Harrell, Frank E. 2001. Regression modeling strategies : with
applications to linear models, logistic regression, and survival
analysis. New York: Springer.

Tibshirani, Robert. 1996. Regression shrinkage and selection via the
lasso. Journal of the Royal Statistical Society. Series B
(Methodological) 267-288.

Tibshirani, Robert. 2011. Regression shrinkage and selection via the
lasso: a retrospective. Journal of the Royal Statistical Society: Series
B (Statistical Methodology) 73, no. 3: 273-282.

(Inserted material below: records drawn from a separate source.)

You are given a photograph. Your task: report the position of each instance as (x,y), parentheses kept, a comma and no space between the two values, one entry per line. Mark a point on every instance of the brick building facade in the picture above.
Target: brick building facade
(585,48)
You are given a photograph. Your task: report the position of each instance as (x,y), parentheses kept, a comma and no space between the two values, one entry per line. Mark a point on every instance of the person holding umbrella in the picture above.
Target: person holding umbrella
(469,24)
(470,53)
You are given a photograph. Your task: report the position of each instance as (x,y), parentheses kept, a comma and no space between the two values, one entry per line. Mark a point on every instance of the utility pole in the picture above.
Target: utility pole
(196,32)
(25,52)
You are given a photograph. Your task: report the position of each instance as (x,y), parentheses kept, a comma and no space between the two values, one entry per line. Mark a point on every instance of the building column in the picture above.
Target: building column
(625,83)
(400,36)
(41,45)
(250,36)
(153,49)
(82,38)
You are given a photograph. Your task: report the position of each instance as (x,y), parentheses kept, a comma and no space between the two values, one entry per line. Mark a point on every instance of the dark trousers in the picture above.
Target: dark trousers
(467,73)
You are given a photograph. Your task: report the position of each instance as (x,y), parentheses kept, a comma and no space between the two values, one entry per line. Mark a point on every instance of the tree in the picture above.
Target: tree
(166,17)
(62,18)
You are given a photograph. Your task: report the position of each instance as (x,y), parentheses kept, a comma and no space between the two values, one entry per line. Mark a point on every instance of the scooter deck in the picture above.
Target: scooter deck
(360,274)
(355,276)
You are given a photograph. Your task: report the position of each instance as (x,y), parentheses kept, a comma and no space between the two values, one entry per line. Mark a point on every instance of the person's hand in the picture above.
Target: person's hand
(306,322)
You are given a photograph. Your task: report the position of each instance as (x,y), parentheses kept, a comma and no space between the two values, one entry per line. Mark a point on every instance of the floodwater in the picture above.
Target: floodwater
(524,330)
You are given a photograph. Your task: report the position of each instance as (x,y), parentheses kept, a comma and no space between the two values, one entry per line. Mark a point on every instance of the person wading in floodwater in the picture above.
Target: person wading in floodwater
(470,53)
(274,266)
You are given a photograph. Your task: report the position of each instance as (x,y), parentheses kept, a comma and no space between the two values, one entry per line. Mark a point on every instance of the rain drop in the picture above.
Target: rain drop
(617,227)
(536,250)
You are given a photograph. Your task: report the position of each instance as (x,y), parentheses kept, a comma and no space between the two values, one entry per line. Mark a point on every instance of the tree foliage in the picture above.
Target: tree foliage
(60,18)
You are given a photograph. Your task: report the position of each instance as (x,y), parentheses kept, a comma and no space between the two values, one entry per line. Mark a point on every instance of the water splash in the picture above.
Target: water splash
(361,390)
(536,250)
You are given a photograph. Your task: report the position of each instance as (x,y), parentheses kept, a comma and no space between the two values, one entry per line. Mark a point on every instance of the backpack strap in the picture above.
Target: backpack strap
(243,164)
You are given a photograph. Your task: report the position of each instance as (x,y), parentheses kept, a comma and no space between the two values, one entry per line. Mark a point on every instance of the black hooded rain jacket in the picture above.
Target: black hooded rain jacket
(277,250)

On Apr 26, 2013, at 11:24 AM, David Hoaglin wrote:

Mitchell,

To get information on "correlation" between two categorical variables,
a crosstab would be a good start.  The idea is to look at the data in
detail before (or instead of) reducing the relation of the two
variables to a single number.

The "variance inflation factor" (VIF) is defined for an individual
predictor variable.  Conceptually, one uses that predictor as the
dependent variable in a regression on all the other predictors, and
interprets 1 - R^2 from the regression as the "usable fraction" of
that predictor in the full regression model.  The VIF for that
predictor is the reciprocal of that 1 - R^2.

A VIF gives information how badly the standard error for the estimate
of that regression coefficient is degraded, but it does not show which
predictors are involved in the collinearity (if a troublesome
collinearity is present).  That's where -coldiag2-  and related
methods come in.

I don't know whether someone has generalized VIF to categorical
variables, but you would not need that if you applied -coldiag2- to
the full set of predictors.  That diagnosis is designed for OLS
regression, but it is often useful for logistic regression.

I'll follow the links when I get a chance.

David Hoaglin

On Fri, Apr 26, 2013 at 8:58 AM, Mitchell F. Berman <[email protected]> wrote:
> Thank you for the reply.  Yes, I see that for a single categorical variable
> broken into dummy variables, collinearity between the dummy variables would
> be zero.
> But my question concerns correlation between related, similar, categorical
> variables.
> 
> If I have multiple similar categorical variables, for example: homebound,
> uses a walker, home-health aide, lives in nursing home, these categorical
> variables will move together though the data--- won't be identical for all
> patients, but correlated.
> 
> People mention standard VIF (which I know how to do), but the more thorough
> answers imply this is not correct.
> 
> This links suggests perturb (a module available for Stata, R, and SPSS) or
> polychoric correlation
> http://stats.stackexchange.com/questions/35233/how-to-test-for-and-remedy-multicollinearity-in-optimal-scaling-ordinal-regressi
> 
> This link from talkstats suggests that polychoric correlations (available in
> R) are preferable, because correlations calculated using pearson product
> moment are invalid for categorical data.
> http://www.talkstats.com/showthread.php/22996-Collinearity-Among-Categorical-Variables-in-Regression
> 
> someone else suggested spearman correlation coefficient
> http://www.statisticsforums.com/showthread.php?t=802
> 
> factor analysis
> http://www.talkstats.com/showthread.php/13264-Collinearity-in-Logistic-Regression
> 
> This is beyond my level of theoretical understanding.  I was trying to get a
> sense of what the experts on the Stata List server use.
> 
> Thank you for any additional input.